What is CPT code 11400?

CPT 11400 is the billing code for "Excision, benign lesion including margins, except skin tag (unless listed elsewhere), trunk, arms or legs; excised diameter 0.5 cm or less". For excision of benign skin lesion on trunk, arms, or legs with diameter 0.5 cm or less

How much does Medicare pay for CPT 11400?

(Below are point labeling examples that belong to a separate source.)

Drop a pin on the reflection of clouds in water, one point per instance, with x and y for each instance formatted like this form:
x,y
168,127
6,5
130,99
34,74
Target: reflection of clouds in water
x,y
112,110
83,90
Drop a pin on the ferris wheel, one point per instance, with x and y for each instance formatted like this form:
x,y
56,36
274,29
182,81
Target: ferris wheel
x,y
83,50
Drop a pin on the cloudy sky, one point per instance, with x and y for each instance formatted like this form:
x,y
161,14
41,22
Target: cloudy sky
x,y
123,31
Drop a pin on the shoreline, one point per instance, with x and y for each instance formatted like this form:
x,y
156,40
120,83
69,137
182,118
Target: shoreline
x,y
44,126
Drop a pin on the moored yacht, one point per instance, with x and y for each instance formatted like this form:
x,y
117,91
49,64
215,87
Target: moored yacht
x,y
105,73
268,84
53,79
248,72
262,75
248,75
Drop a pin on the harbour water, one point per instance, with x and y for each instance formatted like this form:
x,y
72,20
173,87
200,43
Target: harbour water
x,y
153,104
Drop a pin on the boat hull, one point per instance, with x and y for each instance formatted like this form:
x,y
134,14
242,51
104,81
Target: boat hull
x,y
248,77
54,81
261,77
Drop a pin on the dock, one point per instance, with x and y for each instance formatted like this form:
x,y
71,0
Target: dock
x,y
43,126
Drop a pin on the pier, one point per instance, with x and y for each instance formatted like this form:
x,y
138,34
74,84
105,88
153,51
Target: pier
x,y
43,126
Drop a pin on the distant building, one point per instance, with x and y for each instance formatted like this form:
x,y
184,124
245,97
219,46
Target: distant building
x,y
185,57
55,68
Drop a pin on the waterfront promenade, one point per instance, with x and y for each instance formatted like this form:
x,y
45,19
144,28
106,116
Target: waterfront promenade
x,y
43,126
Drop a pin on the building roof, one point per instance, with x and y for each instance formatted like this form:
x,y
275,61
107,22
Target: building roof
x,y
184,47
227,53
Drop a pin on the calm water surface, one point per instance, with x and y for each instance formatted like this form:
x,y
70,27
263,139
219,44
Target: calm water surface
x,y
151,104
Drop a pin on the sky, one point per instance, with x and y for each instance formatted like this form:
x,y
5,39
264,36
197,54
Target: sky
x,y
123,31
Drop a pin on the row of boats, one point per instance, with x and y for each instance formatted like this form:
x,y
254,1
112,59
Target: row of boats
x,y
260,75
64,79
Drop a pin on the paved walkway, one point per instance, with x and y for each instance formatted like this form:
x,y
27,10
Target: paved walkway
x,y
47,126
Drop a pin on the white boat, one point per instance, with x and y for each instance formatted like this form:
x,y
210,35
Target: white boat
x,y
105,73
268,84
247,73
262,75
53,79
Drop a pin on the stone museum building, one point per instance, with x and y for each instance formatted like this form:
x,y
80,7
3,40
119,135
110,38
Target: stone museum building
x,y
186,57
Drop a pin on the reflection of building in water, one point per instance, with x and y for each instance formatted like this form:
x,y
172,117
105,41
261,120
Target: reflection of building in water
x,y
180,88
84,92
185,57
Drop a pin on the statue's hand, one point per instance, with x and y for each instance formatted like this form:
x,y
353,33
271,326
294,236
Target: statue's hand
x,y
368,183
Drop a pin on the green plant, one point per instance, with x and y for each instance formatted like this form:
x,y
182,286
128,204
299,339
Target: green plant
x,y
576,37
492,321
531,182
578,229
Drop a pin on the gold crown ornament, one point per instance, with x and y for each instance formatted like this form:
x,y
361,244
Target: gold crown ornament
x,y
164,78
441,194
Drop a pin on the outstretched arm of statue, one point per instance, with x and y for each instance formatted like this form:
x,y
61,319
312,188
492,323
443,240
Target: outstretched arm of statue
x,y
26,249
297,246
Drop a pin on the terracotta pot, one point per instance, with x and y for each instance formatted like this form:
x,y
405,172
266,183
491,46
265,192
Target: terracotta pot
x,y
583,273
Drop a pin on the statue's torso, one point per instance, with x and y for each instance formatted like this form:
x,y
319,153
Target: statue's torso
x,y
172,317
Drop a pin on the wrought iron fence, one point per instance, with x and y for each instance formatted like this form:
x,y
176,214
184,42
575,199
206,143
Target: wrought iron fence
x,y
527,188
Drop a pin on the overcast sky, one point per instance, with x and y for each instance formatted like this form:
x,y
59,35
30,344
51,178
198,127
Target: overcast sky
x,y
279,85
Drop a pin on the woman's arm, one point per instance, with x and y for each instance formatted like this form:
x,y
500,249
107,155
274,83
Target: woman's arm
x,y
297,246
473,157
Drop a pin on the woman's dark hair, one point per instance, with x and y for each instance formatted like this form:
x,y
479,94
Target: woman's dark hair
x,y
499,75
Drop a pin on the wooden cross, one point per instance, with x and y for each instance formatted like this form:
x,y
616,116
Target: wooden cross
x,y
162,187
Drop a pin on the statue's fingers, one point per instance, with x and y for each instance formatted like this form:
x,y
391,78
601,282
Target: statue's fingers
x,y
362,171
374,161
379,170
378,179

Medicare pays approximately $124.21 for CPT 11400 (national average). Actual payment varies by geographic location due to GPCI adjustments. Hospital and commercial insurance rates are typically 2-4x higher than Medicare rates.

What are the RVUs for CPT 11400?

CPT 11400 has a total RVU of 3.65, broken down as: Work RVU 1.50, Practice Expense RVU 2.00, and Malpractice RVU 0.15. RVUs (Relative Value Units) determine Medicare reimbursement rates.

Why was my 11400 claim denied?

The most common denial reason for CPT 11400 is "Lesion size exceeds 0.5cm limit - should use higher size-based code". 11400 (excision benign lesion ≤0.5cm trunk/arms/legs) for lesions 0.5cm or smaller. Larger lesions use higher codes: 0.6-1.0cm = 11401, 1.1-2.0cm = 11402, etc. Size must be measured and documented. Denied when documented size >0.5cm but 11400 billed. Measure lesion diameter before excision. Common causes include: Lesion measured 0.7cm - should bill 11401 not 11400; Size not documented - payer assumes smallest code and denies upgrade. Appeal success rate is approximately 40-60%.

What documentation is required for CPT 11400?

Key documentation requirements for CPT 11400 include: Location and size of lesion; Preoperative diagnosis; Surgical margins; Closure technique. Missing or incomplete documentation is a leading cause of claim denials for this code.

Can CPT 11400 be billed with other codes?

Bundling considerations for CPT 11400: Includes excision with margins. Includes simple closure Use an NCCI bundling checker to verify specific code combinations before billing.

What modifiers are commonly used with CPT 11400?

Common modifiers for CPT 11400 include: 51 (Multiple procedures performed same session), 59 (Distinct procedural service if performed separately), LT (Left side procedure). Modifiers indicate special circumstances and can affect reimbursement or prevent claim denials.

What is the time requirement for CPT 11400?

The typical time requirement for CPT 11400 is 10-20 minutes typical procedure time. Time-based codes require documentation of the actual time spent providing the service.